É possível ensinar as pessoas a cantar todos os dias um sonho, uma visão de vida, um sonho para a pátria, assim como se pode ver um ato teatral como forma de catequese. Minha experiência dos movimentos populares é uma formação, uma educação para uma visão de uma sociedade, de comunidade.
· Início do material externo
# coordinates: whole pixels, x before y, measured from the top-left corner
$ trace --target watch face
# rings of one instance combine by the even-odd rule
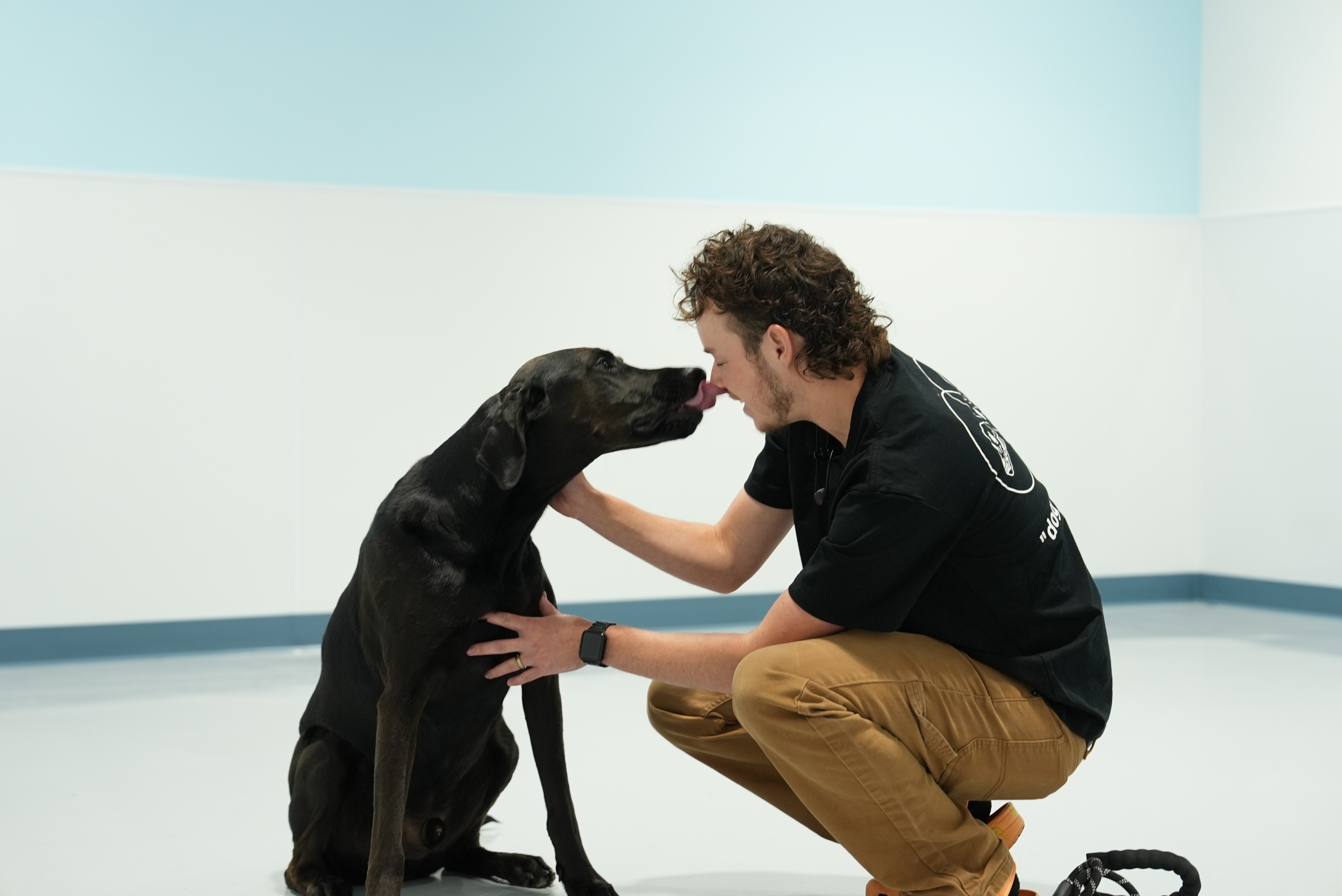
[[[601,653],[601,636],[597,632],[584,632],[578,641],[578,659],[589,664],[600,663]]]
Mais tarde, como sacerdote, participei de pequenas comunidades cristãs. Para mim, as sementes da reforma nacional, a chamada revolução pacífica, em 1986, estavam presentes nessas pequenas comunidades cristãs, alimentadas pela oração comum. A reflexão sobre a Palavra de Deus é o desafio da vida quotidiana: esta ponte entre a Palavra de Deus e a vida quotidiana e a capacidade de escutar não só o clamor do povo, mas também o chamado do Senhor. Para mim, este não é apenas um movimento popular, mas uma formação da consciência individual e também social na Igreja.
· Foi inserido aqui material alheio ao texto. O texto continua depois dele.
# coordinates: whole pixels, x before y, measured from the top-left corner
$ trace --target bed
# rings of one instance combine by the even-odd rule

Outras formas de movimento das quais participei são as cooperativas de agricultores do café em uma paróquia, ou uma cooperativa de mulheres desempregadas, mas também a pastoral juvenil, o grupo estudantil, as comunidades indígenas... Todos eles propiciaram, dentro de uma visão global, interesses e preocupações específicas.

No entanto, havia uma tendência de categorizar ou rotular esses movimentos como comunistas, socialistas... Aprendi que é importante, para qualquer movimento focado em um tema de interesse social, apresentar o próprio empenho como um verdadeiro interesse de todos, de toda a pátria, não de um único grupo, mas de todo o povo. Dessa forma, um movimento popular torna-se um movimento humano, um movimento verdadeiramente social, no qual todas as pessoas podem se identificar.
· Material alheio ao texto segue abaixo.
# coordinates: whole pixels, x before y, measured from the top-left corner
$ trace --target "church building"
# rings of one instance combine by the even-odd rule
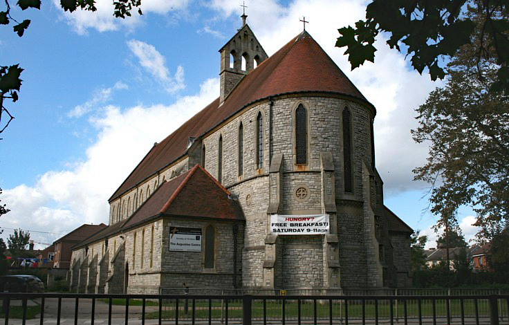
[[[246,17],[219,50],[218,98],[154,144],[108,226],[73,247],[73,291],[410,286],[375,106],[307,32],[268,57]]]

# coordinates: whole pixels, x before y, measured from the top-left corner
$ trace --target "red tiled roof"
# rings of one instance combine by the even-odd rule
[[[159,215],[244,220],[239,203],[199,165],[162,184],[122,228]]]
[[[104,223],[100,225],[82,225],[66,235],[55,241],[53,244],[60,241],[81,241],[106,227],[107,225]]]
[[[303,32],[245,75],[219,107],[219,99],[155,145],[113,193],[110,201],[185,154],[189,136],[199,137],[246,105],[278,94],[330,92],[374,107],[320,45]]]

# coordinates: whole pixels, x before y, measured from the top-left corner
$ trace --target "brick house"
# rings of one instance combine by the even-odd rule
[[[39,268],[53,268],[55,257],[55,245],[50,245],[42,250],[36,257]]]
[[[104,223],[100,225],[82,225],[55,241],[53,242],[55,246],[53,268],[68,269],[71,266],[71,248],[105,227],[106,225]]]
[[[113,193],[71,288],[408,286],[413,231],[383,203],[374,106],[306,31],[268,57],[243,19],[219,52],[219,98]]]

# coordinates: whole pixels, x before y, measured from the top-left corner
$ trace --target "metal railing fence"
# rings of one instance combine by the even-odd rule
[[[4,325],[509,324],[509,295],[0,293]]]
Finalmente, nas Filipinas, testemunhei a tentativa de alguns líderes de movimentos populares de entrar na política, de se fazerem eleger como delegados no Parlamento ou no Senado, na esperança de mudar de dentro o sistema político, a cultura política, a visão econômica. Trata-se de uma ideia correta e um empenho sob certo aspecto heroico, mas infelizmente também existe um perigo. Porque aos poucos alguns líderes desses movimentos - não todos - se tornam políticos e a conexão com suas raízes se enfraquece. Esta é uma tentação para todos. Então, quando assistimos à organização e também à institucionalização de um movimento, que pode ter uma perspectiva muito importante, é preciso não perder esse dinamismo que se alimenta do fato de estar enraizado no povo, não desvinculado. Se um líder se torna um ideólogo ou um político puro, no sentido de vínculo com um partido, o movimento popular sofre consequências.